The tanzu app autoscale command includes an interactive mode. When you run tanzu app autoscale <APP-NAME>, the command prompts you to provide a new value for each configurable autoscaling option.

  1. Ensure that your Project and Space are set correctly by running:

    tanzu project use PROJECT-NAME
    tanzu space use SPACE-NAME
    
  2. To activate horizontal autoscaling, run the tanzu app autoscale command with the --max option and at least one autoscaling option. After setting --max, you don’t need to specify it again when updating the autoscaling configuration unless you want to change the maximum number of instances. For example, you can run:

    tanzu app autoscale <APP-NAME> --max=10 --cpu-average-value=200m
    

    Where <APP-NAME> is the ContainerApp name of your application.

  3. You can make multiple changes at the same time. For example, to remove an existing autoscaling threshold and add a different one, run:

    tanzu app autoscale <APP-NAME> --cpu-average-value- --memory-utilization=90%
    

    This example removes the CPU average use threshold that was previously configured and replaces it with a CPU utilization threshold. Remember that you must have at least one threshold configured at all times. The CLI enforces a valid configuration, so you don’t need to worry about making a mistake.

    By using these CLI options you can edit, add, and remove the different possible scaling thresholds and the scaling bounds.

  4. View the autoscaling configuration and current metric values by running:

    tanzu app get <APP-NAME>
    

Fix horizontal autoscaling errors

Tanzu Platform makes it as easy as possible to avoid issues with the configuration of horizontal autoscaling.
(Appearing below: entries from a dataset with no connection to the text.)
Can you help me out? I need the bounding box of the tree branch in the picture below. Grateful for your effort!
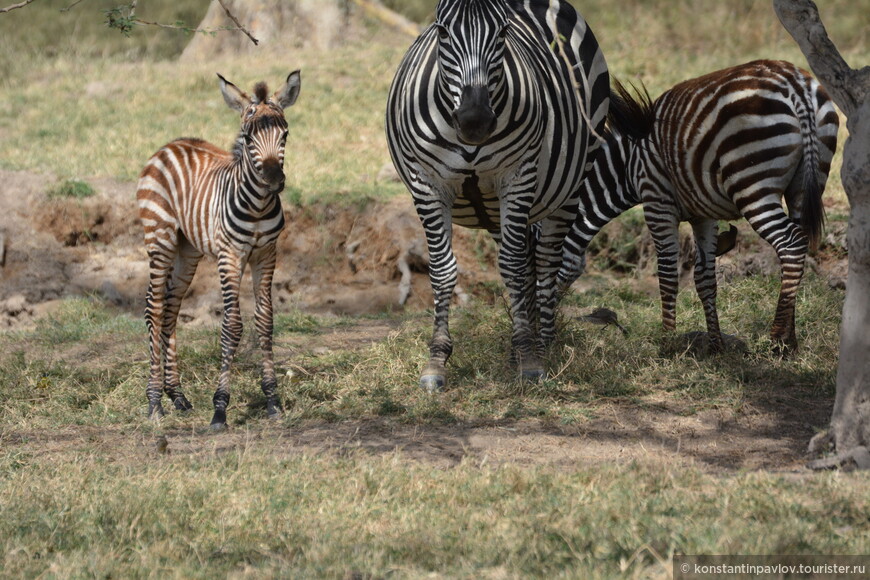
[772,0,867,116]
[0,0,35,15]
[60,0,86,13]
[217,0,258,46]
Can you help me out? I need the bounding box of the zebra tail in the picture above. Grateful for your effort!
[796,91,825,253]
[608,77,655,140]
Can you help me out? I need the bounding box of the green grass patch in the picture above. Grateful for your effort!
[46,178,95,200]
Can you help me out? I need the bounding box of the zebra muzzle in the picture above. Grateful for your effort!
[452,85,497,145]
[261,158,285,193]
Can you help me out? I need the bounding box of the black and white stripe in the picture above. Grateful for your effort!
[386,0,611,389]
[559,60,839,351]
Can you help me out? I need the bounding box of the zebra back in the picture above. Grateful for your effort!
[650,60,836,250]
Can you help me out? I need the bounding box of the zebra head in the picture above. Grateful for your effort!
[218,71,302,194]
[435,0,510,145]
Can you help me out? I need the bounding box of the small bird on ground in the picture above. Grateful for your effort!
[578,307,628,335]
[156,435,170,455]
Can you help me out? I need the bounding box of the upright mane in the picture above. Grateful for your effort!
[253,82,269,104]
[608,78,656,140]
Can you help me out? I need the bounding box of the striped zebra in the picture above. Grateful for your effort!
[559,60,839,351]
[386,0,611,390]
[137,71,301,428]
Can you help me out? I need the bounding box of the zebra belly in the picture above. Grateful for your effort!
[452,174,501,232]
[674,187,743,222]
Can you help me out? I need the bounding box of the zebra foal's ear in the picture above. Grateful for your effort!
[217,73,252,113]
[274,70,301,110]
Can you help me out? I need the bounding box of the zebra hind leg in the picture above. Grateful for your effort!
[740,197,807,353]
[160,238,201,412]
[144,251,173,419]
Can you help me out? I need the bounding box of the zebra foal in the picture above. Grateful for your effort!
[137,71,301,427]
[386,0,611,390]
[559,60,839,351]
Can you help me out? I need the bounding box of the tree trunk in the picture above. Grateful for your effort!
[773,0,870,468]
[179,0,420,62]
[180,0,346,61]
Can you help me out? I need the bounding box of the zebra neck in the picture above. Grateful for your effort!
[221,158,281,218]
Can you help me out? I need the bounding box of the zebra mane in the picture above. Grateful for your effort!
[608,78,656,141]
[253,82,269,104]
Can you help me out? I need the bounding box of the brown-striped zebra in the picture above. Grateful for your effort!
[137,71,301,428]
[559,60,839,351]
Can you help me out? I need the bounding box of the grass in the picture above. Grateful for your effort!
[47,178,95,199]
[0,272,843,429]
[0,1,867,577]
[0,451,866,579]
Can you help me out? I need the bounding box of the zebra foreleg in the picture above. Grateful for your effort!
[690,219,723,352]
[212,251,246,429]
[414,195,457,392]
[420,244,457,393]
[645,203,682,335]
[536,211,575,347]
[251,244,283,418]
[499,212,543,381]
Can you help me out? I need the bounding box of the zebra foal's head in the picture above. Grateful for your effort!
[218,71,302,194]
[435,0,510,145]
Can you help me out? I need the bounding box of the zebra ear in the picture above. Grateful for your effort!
[217,73,251,114]
[274,70,301,109]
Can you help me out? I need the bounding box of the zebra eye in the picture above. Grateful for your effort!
[436,24,449,41]
[497,24,509,39]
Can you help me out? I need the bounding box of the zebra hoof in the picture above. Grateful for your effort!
[148,402,165,420]
[172,396,193,413]
[520,368,545,382]
[419,374,446,393]
[266,399,284,419]
[209,409,228,431]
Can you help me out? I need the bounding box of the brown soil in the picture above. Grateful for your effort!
[0,170,843,474]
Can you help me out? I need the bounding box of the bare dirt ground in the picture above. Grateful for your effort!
[0,169,843,474]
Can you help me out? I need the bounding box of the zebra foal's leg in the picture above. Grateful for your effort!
[144,247,174,419]
[414,194,457,392]
[160,236,201,412]
[690,219,724,352]
[211,250,246,429]
[251,243,283,418]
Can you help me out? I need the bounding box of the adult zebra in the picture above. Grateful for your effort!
[137,71,301,427]
[558,60,839,351]
[386,0,611,390]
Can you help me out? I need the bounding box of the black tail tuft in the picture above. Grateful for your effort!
[801,163,825,252]
[608,78,656,140]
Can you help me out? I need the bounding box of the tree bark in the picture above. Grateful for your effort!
[773,0,870,468]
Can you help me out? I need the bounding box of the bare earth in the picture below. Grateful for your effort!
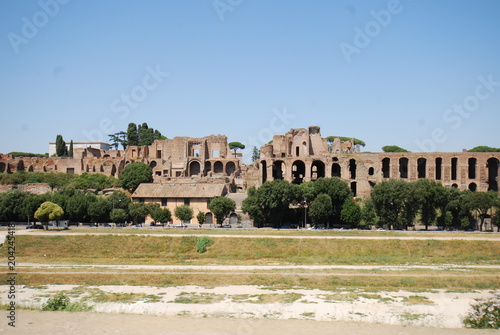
[2,310,499,335]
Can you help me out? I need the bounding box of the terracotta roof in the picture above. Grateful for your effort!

However, it is still possible in rare cases to have autoscaling errors, such as when manually modifying resources. The tanzu app list command highlights applications that have autoscaling errors and guides you to the tanzu app get <APP-NAME> command.

When autoscaling is active for an app, the tanzu app get <APP-NAME> shows a section titled Autoscaling Details with a Status subsection. If there are autoscaling errors, the Status subsection shows the details of the errors to guide you on how to fix the errors.

Deactivate horizontal autoscaling

Horizontal autoscaling can be deactivated at any time by manually setting the number of instances an application can have.

To deactivate horizontal autoscaling, see Update the application instance count.

Deactivating horizontal autoscaling forces the app to scale up or down to reach the fixed number of instances you have set.